カッコよく告白なんてできないから僕は叫ぶ
告井 凪
カッコよく告白なんてできないから僕は叫ぶ
「好きだ!
「な、
放課後、学校の屋上に幼馴染みの春音を呼び出して、僕は告白をした。
「突然じゃない! 僕はずっと好きだったんだ。小学校でも好きだった。中学でも好きだった。高校入ってからももちろん好きだ。好きなんだ。好きなんだー!」
気持ちを伝えられる喜び幸せを声に乗せ、大空に轟かせる。大地を、いや屋上のコンクリートを踏みしめ全身の力を使い、腹式呼吸による発声は太くよく通り、雲を突き抜けフライアウェイ、宇宙ステーションまで届け僕の気持ち。

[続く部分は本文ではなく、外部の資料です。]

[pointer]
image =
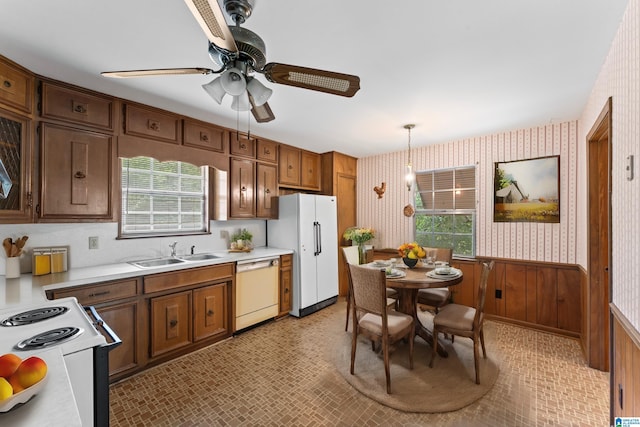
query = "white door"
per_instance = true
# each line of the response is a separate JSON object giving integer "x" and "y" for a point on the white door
{"x": 306, "y": 233}
{"x": 327, "y": 260}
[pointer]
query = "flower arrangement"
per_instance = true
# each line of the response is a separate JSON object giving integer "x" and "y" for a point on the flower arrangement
{"x": 411, "y": 250}
{"x": 359, "y": 235}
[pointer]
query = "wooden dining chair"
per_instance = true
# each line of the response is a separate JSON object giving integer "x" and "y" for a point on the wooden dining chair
{"x": 351, "y": 256}
{"x": 436, "y": 297}
{"x": 380, "y": 325}
{"x": 457, "y": 319}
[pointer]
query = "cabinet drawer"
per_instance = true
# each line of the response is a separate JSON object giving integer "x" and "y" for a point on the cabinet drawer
{"x": 16, "y": 87}
{"x": 286, "y": 261}
{"x": 267, "y": 151}
{"x": 208, "y": 137}
{"x": 177, "y": 279}
{"x": 151, "y": 123}
{"x": 70, "y": 105}
{"x": 91, "y": 295}
{"x": 241, "y": 146}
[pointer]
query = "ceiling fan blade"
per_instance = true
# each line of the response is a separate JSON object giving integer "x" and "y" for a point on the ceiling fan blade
{"x": 211, "y": 20}
{"x": 311, "y": 78}
{"x": 262, "y": 113}
{"x": 156, "y": 72}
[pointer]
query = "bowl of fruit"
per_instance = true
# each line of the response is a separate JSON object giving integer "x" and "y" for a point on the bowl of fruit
{"x": 20, "y": 379}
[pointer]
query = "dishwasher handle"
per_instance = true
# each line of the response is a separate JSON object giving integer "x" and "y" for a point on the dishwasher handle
{"x": 243, "y": 266}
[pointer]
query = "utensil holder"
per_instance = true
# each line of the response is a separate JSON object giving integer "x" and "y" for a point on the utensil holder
{"x": 12, "y": 268}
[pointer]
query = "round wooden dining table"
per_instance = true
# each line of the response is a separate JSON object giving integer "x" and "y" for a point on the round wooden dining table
{"x": 408, "y": 287}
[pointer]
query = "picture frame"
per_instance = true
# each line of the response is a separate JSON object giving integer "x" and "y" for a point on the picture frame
{"x": 527, "y": 190}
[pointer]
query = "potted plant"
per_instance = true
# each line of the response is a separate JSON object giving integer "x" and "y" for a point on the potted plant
{"x": 242, "y": 240}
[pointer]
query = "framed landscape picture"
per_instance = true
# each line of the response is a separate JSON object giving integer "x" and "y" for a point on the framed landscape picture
{"x": 527, "y": 190}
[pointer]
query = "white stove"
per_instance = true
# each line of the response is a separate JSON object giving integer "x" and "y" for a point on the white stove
{"x": 29, "y": 330}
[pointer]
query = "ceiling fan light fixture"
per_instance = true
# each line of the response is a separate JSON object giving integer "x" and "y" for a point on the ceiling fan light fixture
{"x": 215, "y": 90}
{"x": 241, "y": 102}
{"x": 233, "y": 82}
{"x": 259, "y": 92}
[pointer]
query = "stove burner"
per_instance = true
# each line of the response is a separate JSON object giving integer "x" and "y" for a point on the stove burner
{"x": 54, "y": 336}
{"x": 33, "y": 316}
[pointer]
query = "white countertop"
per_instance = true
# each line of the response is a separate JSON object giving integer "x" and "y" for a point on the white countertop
{"x": 29, "y": 290}
{"x": 54, "y": 405}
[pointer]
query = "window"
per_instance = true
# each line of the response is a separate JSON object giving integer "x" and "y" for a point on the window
{"x": 446, "y": 209}
{"x": 162, "y": 198}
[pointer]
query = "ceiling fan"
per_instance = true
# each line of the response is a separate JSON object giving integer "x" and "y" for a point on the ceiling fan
{"x": 239, "y": 52}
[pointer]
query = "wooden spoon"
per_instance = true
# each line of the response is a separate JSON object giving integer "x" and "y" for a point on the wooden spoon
{"x": 7, "y": 243}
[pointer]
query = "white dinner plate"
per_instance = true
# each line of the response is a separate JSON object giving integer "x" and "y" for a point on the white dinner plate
{"x": 454, "y": 273}
{"x": 395, "y": 274}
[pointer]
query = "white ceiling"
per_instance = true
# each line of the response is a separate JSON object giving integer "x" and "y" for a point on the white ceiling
{"x": 455, "y": 68}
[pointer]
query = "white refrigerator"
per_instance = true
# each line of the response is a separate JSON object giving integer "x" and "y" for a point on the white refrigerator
{"x": 308, "y": 224}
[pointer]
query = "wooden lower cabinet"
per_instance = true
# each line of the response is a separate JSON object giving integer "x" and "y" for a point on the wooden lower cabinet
{"x": 210, "y": 311}
{"x": 170, "y": 322}
{"x": 286, "y": 283}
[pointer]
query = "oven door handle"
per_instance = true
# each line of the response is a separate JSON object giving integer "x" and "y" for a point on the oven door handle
{"x": 115, "y": 339}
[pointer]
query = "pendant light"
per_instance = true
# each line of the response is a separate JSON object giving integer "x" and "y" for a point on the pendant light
{"x": 410, "y": 175}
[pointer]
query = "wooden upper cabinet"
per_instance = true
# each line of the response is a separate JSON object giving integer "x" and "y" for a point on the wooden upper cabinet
{"x": 240, "y": 145}
{"x": 266, "y": 190}
{"x": 267, "y": 151}
{"x": 289, "y": 166}
{"x": 16, "y": 86}
{"x": 76, "y": 168}
{"x": 310, "y": 170}
{"x": 152, "y": 123}
{"x": 16, "y": 199}
{"x": 204, "y": 135}
{"x": 241, "y": 189}
{"x": 77, "y": 107}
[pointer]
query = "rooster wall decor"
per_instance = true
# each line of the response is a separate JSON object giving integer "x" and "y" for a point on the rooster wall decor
{"x": 380, "y": 190}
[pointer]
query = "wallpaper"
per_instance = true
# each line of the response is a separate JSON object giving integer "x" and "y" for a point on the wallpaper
{"x": 528, "y": 241}
{"x": 619, "y": 79}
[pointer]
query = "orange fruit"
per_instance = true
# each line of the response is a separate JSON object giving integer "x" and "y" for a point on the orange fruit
{"x": 8, "y": 364}
{"x": 30, "y": 371}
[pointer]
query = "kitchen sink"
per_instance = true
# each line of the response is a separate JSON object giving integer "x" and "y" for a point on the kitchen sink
{"x": 158, "y": 262}
{"x": 198, "y": 257}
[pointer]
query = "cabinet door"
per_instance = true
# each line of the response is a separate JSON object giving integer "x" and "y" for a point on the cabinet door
{"x": 76, "y": 174}
{"x": 286, "y": 279}
{"x": 241, "y": 187}
{"x": 289, "y": 166}
{"x": 210, "y": 315}
{"x": 170, "y": 322}
{"x": 123, "y": 318}
{"x": 266, "y": 191}
{"x": 240, "y": 145}
{"x": 15, "y": 168}
{"x": 310, "y": 170}
{"x": 201, "y": 135}
{"x": 267, "y": 151}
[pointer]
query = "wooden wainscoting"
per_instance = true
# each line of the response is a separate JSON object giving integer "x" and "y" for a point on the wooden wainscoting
{"x": 625, "y": 367}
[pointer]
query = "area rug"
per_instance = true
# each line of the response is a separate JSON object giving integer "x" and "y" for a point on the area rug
{"x": 448, "y": 386}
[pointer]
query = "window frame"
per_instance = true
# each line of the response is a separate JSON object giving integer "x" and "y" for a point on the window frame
{"x": 433, "y": 211}
{"x": 122, "y": 234}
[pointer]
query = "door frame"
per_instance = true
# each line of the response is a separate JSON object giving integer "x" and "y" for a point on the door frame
{"x": 597, "y": 299}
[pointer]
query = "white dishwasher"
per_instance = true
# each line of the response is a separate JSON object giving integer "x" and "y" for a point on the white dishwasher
{"x": 256, "y": 291}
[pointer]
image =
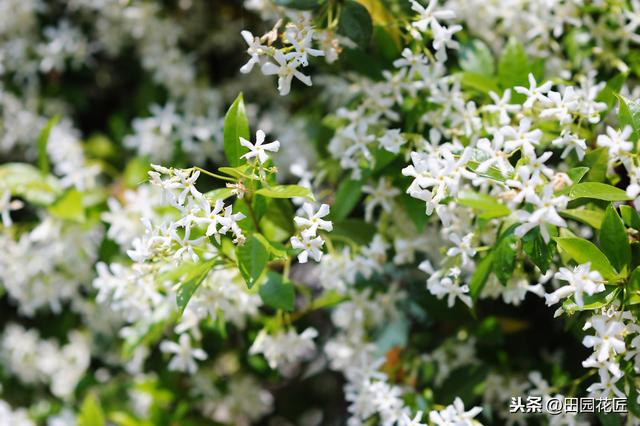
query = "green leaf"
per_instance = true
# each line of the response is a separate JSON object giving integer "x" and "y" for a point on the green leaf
{"x": 489, "y": 206}
{"x": 593, "y": 218}
{"x": 537, "y": 250}
{"x": 597, "y": 191}
{"x": 632, "y": 289}
{"x": 91, "y": 413}
{"x": 26, "y": 181}
{"x": 347, "y": 196}
{"x": 613, "y": 239}
{"x": 299, "y": 4}
{"x": 577, "y": 173}
{"x": 630, "y": 217}
{"x": 504, "y": 258}
{"x": 416, "y": 210}
{"x": 475, "y": 57}
{"x": 608, "y": 94}
{"x": 43, "y": 139}
{"x": 252, "y": 258}
{"x": 236, "y": 126}
{"x": 277, "y": 222}
{"x": 277, "y": 293}
{"x": 629, "y": 115}
{"x": 513, "y": 66}
{"x": 355, "y": 23}
{"x": 597, "y": 161}
{"x": 480, "y": 276}
{"x": 190, "y": 282}
{"x": 479, "y": 82}
{"x": 356, "y": 230}
{"x": 69, "y": 207}
{"x": 583, "y": 251}
{"x": 286, "y": 191}
{"x": 218, "y": 194}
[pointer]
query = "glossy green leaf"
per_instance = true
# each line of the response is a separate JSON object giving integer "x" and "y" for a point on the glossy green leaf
{"x": 583, "y": 251}
{"x": 632, "y": 289}
{"x": 190, "y": 282}
{"x": 613, "y": 239}
{"x": 537, "y": 250}
{"x": 69, "y": 207}
{"x": 504, "y": 257}
{"x": 236, "y": 125}
{"x": 479, "y": 82}
{"x": 347, "y": 196}
{"x": 286, "y": 191}
{"x": 488, "y": 206}
{"x": 597, "y": 191}
{"x": 26, "y": 181}
{"x": 629, "y": 115}
{"x": 91, "y": 413}
{"x": 218, "y": 194}
{"x": 252, "y": 259}
{"x": 577, "y": 173}
{"x": 480, "y": 276}
{"x": 277, "y": 293}
{"x": 43, "y": 139}
{"x": 589, "y": 217}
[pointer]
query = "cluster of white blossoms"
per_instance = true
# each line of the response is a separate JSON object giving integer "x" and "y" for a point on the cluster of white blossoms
{"x": 297, "y": 38}
{"x": 582, "y": 280}
{"x": 60, "y": 256}
{"x": 43, "y": 361}
{"x": 454, "y": 149}
{"x": 309, "y": 241}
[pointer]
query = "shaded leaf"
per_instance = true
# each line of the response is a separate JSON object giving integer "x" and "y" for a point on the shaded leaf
{"x": 583, "y": 251}
{"x": 236, "y": 125}
{"x": 277, "y": 293}
{"x": 613, "y": 239}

「声でかすぎ……! きゅ、急に言われても、って意味よっ。びっくりしたじゃない。……ほら、そういうのって、その……もっと伝え方があるっていうか……ね?」
「伝え方? 好きだ。僕は君のことが好きだという気持ちを伝えたいんだ。好きなんだ」
僕の身体の中には春音への想いでいっぱいいっぱいだ。ついつい漏れ出してしまう。
「言い過ぎっ。……もーちょっと気の利いた言葉とかさ。スマートにっていうか……つまり、カッコよくできないの? って話!」
「そう言われてもな好き。僕にはカッコよく告白なんてできない好き。好きだと言い続けるくらいしかできない好き」
「語尾みたいにしない! もう……。少しは頑張ってみなさいよね。言い方変えるとか」
「言い方か……わかった、やってみよう。僕は君のことが好きだ! 黒髪が好きだ。艶のある綺麗な髪が好きだ。前髪ぱっつん好きだ。腰まである長い髪が好きだ」
「えっ……! か、髪は自信あるのよねー。えへへっ。毎日お手入れ大変なんだよ?」
「トリートメントをしっかりしているのも好きだし、寝るときに布団に巻き込まれないように気を遣っているのも好きだ」
「ありがと……ってなんでそんなことまで知ってんのよ!」
「好きだからな。好きの力は偉大なんだ」
「わけわかんない! まったく……」
春音が小さくため息をついてそっぽを向くが僕は続ける。
「長い睫毛が好きだ。切れ長の美しい目が好きだ。引き込まれるような大きな瞳が好きだ。鼻立ちが好きだ。スッとした真っ直ぐで美しい鼻筋が好きだ。口元が好き! 小さな唇が滑らかに動くのをじっと見つめるのがなにより好き!」
春音は慌てて手で顔を覆った。
「や、やめてよ! え、うそ、直太ってそういうフェチなの?」
「違う、僕は君が好きなだけだ。君のすべてと、唇が好きなんだ」
「なんですべてと唇分けて言った?」
「うん、春音のそういうツッコミ気質なところも好きだよ」
「誰のせいよー!」
やっぱり春音はサイコーだ。地球上で一番。宇宙で探したって春音以上の女の子はいない。断言できる。例え絶世の美女が目の前に現れたとしても、僕の目には春音しか映らない。そういう風にできているんだ。つまり対象を春音に絞ることで常にロックオンを可能にした僕の瞳は春音を隅々までサーチすることができるのである。
「あぁ好きだ好きだ好きだ好きだ好きだ好きだー!」
溢れる想いがだだ漏れだ。よく振ったコーラを開けてしまったかのように、さらにメントスを入れた時のように(実際にやると大惨事になるからやめよう。もったいないし)、吹き出したこの想いを止めることはもう誰にもできない。想いの洪水が始まる。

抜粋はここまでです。